Ketiga teman Justin turut merasakan suasana haru. Mereka turut bahagia sang sahabat telah kembali ke pelukan hangat keluarganya. Tarikan napas yang berair terdengar bersahutan. Jayden dan Danny sampai harus memenangkan Kevin yang menangis sesenggukan.

Justin telah berhasil melewati badai dalam kehidupannya. Mungkin dia pernah menjadi lelaki brengsek yang bernyali kecil dan tak punya rasa tanggung jawab. Namun langkah akhir yang ia tempuh membuktikan kalau Justin punya nyali yang lebih besar dari seekor bayi burung yang baru belajar terbang.

Berani mengakui kesalahan bukanlah hal yang mudah. Resiko yang didapat akan berdampak buruk untuk kehidupan Justin. Keluarga, teman, lingkungan sosial, semuanya akan hancur. Namun Justin tak mundur. Ia terus melangkah, menerjang semuanya. Sebab Justin tahu, masalah akan terus membuntuti seperti bayang-bayang di bawah sinar mentari.

Kini saatnya Justin untuk membuka lembaran kehidupan baru yang lebih baik. Napas masih mengembus. Malam kelam akan segera bertemu pagi cerah. Ini bukan akhir dari segalanya. Bumi akan terus berputar, menanti Justin untuk memperjuangkan lebih banyak hal yang sudah menghadang. Masa lalu bolehlah sesekali ditengok, demi masa depan yang lebih elok.

Prom Night Party

Gedung sekolah itu disulap menjadi sebuah gemerlap pesta di keheningan malam. Lahan parkir penuh oleh mobil para siswa yang berjejeran. Berpasang-pasang siswa datang dengan pakaian serba hitam yang menjadi dress code pesta malam itu. Tawaan dan pekikan dari para gadis turut meramaikan malam kelulusan itu.

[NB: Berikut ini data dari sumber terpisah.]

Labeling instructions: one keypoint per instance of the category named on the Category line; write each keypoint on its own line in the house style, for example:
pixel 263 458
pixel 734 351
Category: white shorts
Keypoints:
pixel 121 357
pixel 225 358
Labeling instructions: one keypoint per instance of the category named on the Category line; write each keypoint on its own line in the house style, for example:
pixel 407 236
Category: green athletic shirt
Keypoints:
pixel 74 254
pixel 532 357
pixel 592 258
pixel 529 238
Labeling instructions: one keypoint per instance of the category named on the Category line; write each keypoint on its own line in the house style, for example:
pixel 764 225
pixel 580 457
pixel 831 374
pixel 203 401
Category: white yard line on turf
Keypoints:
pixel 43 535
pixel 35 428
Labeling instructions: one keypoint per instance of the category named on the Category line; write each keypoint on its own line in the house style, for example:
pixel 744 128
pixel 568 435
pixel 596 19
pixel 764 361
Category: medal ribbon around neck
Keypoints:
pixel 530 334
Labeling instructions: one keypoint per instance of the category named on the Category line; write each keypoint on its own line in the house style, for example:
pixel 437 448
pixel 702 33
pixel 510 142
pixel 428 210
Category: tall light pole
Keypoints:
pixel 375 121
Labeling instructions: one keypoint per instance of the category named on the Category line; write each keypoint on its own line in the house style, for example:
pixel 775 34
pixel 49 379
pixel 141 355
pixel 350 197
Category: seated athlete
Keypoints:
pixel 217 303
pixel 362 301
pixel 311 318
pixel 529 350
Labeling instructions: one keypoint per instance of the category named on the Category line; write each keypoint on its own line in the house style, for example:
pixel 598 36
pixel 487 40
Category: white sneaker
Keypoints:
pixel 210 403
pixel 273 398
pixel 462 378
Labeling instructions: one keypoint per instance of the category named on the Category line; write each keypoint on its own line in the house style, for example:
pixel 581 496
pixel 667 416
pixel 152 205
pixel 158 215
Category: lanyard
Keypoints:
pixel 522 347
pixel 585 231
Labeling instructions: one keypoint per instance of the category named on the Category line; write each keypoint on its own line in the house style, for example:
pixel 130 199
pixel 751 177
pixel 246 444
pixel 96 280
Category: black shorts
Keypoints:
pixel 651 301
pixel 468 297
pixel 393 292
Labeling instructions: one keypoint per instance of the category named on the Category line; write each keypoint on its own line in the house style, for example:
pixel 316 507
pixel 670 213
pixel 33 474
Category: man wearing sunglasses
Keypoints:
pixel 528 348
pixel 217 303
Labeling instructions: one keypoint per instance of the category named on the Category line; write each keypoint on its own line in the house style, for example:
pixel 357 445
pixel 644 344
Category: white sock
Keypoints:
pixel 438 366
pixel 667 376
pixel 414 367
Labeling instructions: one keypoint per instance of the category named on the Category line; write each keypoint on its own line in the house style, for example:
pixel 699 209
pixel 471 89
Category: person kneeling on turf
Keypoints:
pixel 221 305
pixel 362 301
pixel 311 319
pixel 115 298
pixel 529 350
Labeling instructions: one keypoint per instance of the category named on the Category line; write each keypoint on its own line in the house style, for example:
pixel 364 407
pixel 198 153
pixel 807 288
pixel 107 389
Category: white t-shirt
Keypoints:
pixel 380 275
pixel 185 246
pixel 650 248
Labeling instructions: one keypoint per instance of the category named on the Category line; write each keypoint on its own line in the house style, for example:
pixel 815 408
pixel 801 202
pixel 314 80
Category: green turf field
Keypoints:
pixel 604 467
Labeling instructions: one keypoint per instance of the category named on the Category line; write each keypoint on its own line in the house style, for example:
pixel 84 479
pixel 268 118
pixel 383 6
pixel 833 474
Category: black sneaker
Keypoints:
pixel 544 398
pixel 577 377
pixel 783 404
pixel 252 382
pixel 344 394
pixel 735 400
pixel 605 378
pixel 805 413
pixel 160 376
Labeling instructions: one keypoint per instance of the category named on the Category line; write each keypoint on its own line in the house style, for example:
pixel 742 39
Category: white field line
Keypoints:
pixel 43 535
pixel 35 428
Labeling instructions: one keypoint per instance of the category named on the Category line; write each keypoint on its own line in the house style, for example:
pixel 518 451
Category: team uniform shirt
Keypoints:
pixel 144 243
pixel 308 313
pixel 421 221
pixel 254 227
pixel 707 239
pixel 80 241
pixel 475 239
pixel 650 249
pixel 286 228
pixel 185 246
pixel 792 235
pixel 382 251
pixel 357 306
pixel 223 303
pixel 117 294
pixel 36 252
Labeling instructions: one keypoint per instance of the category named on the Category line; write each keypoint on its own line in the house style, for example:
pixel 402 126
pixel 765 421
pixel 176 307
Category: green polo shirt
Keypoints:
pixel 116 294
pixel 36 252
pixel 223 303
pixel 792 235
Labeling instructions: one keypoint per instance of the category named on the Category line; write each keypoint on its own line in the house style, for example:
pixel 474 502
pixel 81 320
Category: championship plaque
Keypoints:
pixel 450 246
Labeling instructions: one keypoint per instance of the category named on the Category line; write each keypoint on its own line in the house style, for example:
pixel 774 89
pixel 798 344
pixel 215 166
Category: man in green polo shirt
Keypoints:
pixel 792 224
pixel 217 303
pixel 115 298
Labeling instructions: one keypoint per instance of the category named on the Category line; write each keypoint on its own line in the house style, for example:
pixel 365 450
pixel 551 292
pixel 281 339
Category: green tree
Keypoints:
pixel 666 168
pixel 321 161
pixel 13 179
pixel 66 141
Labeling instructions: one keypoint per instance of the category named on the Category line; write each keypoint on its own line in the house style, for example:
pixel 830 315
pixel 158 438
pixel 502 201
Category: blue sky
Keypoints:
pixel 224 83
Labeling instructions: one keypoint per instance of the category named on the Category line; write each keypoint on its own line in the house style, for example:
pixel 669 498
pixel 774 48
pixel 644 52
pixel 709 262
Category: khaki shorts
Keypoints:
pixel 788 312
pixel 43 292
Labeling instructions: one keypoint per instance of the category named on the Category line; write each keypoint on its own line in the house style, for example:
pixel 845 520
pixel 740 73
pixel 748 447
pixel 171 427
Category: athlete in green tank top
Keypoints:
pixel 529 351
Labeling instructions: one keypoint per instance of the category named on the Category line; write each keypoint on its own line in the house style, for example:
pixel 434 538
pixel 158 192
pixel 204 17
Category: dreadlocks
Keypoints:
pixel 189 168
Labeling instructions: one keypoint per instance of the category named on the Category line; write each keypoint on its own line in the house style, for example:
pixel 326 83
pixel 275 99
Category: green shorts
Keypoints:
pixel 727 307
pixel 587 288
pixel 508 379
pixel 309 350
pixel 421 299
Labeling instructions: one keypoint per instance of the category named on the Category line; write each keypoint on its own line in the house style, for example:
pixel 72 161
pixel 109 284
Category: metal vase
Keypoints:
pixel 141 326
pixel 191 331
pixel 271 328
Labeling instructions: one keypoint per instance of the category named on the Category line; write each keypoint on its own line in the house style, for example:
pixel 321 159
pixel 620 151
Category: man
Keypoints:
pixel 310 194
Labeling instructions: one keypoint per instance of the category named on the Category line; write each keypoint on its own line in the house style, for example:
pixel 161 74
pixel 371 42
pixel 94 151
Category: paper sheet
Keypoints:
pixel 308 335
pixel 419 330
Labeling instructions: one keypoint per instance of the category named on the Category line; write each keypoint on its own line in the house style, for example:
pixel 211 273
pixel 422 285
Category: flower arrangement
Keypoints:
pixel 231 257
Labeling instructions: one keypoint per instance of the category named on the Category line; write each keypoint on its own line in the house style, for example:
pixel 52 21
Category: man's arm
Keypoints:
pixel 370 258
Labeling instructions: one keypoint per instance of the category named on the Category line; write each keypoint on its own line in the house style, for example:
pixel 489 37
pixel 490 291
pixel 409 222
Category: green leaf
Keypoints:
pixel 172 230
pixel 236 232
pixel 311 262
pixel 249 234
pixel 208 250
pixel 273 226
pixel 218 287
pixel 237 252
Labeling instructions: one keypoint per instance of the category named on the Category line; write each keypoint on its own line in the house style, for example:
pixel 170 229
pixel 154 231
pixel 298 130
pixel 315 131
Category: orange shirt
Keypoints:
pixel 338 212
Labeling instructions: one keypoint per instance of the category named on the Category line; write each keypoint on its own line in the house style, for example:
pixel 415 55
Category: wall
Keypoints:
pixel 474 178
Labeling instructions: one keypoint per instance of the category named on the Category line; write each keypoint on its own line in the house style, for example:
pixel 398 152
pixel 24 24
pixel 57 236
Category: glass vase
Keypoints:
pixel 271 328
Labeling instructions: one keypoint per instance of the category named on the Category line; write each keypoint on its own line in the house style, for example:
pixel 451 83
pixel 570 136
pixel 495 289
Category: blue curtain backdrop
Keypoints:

Dua mobil hitam dan sebuah mobil putih memasuki area parkir. Lelaki bernama Samuel turun di sana lalu berlari memutar untuk membukakan pintu di sampingnya. Seorang gadis penuh kilauan keluar seraya terkekeh kecil oleh sikap Samuel. Mobil hitam lainnya mengangkut Kevin dan Jayden beserta kekasih mereka masing-masing. Sedangkan mobil putih tadi milik Danny.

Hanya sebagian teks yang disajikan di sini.